SOLARIS™ ZFS AND RED HAT ENTERPRISE LINUX EXT3 FILE SYSTEM PERFORMANCE WHITE PAPER Click here for PDF
The Solaris™ 10 06/06 Operating System (OS) introduced a major new data management technology — the Solaris ZFS file system. Replacing the traditionally separate file system and volume manager functionality found in most operating environments, Solaris ZFS provides immense capacity and performance coupled with a proven data integrity model and simplified administrative interface. This white paper explores the performance characteristics and differences of Solaris ZFS and the ext3 file system through a series of benchmarks based on use cases derived from common scenarios, as well as the IOzone File System Benchmark (IOzone benchmark) which tests specific I/O patterns.

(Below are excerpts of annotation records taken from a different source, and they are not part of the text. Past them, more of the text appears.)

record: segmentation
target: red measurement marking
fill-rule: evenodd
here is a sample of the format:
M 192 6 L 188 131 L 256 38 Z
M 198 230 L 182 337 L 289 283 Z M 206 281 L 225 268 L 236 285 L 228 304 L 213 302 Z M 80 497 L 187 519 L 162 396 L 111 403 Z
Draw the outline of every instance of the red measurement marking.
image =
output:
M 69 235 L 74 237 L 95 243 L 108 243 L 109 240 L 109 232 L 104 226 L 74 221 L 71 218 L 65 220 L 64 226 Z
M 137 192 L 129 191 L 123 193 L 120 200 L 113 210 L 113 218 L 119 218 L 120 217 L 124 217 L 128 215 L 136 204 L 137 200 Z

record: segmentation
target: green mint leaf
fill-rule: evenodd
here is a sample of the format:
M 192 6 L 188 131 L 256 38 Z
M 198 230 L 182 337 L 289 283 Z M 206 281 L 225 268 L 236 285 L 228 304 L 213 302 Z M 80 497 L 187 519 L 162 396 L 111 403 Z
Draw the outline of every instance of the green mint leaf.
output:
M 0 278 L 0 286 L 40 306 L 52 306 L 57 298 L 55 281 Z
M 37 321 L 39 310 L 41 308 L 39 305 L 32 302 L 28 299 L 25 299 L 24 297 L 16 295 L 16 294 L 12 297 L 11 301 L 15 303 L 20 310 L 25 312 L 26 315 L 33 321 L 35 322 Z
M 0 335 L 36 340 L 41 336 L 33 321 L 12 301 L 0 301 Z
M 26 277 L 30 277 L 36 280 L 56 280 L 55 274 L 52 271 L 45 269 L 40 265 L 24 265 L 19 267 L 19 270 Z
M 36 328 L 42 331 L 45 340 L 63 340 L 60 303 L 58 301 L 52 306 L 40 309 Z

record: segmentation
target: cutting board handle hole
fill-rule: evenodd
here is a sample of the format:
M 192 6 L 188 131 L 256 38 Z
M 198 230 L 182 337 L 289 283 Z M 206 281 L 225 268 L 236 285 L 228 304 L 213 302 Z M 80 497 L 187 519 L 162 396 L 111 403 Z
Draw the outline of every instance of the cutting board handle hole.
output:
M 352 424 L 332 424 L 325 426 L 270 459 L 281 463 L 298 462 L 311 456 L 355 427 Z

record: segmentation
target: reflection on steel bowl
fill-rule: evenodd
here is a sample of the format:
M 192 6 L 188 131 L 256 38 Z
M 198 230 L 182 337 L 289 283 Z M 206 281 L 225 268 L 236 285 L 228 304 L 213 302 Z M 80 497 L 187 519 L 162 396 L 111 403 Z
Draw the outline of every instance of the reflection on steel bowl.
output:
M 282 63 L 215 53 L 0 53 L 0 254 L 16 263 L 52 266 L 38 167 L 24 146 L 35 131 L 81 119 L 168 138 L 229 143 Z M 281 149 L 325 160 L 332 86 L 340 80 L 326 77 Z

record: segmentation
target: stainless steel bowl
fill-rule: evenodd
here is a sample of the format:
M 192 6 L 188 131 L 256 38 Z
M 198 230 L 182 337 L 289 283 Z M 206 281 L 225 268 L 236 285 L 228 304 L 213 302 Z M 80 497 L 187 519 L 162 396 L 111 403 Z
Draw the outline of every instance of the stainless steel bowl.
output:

SOLARIS™ ZFS AND VERITAS STORAGE FOUNDATION FILE SYSTEM PERFORMANCE WHITE PAPER  Click here for PDF
The Solaris™ 10 06/06 Operating System (OS) introduces a major new data management technology — the Solaris ZFS file system. Replacing the traditionally separate file system and volume manager functionality found in most operating environments, Solaris ZFS provides immense capacity and performance coupled with a proven data integrity model and simplified administrative interface. This white paper explores the performance characteristics and differences of Solaris ZFS and the Veritas File System through a series of tests using the Filebench benchmarking framework which reproduces the I/O patterns of applications, as well as the popular IOzone benchmark which tests specific I/O patterns.

Comments:

These are interesting tests, but there is an anomaly in the ext3 and vxfs mesurements. Since there are 4*2Gb FC links to the array, the maximal bit rate is 8 Gbps = 1 GB/s. It is the same limit as the PCI-X 133 BTW. But there are graphs which show read and write performances above this number, particularly in the zfs vs ext3 paper. At first I thought this was because only zeroes were written and the controller only sent changes, but even if that was the case, we would still be bound to the PCI-X speed (1 GB/s). So I really think that there are some anomalies in some tests.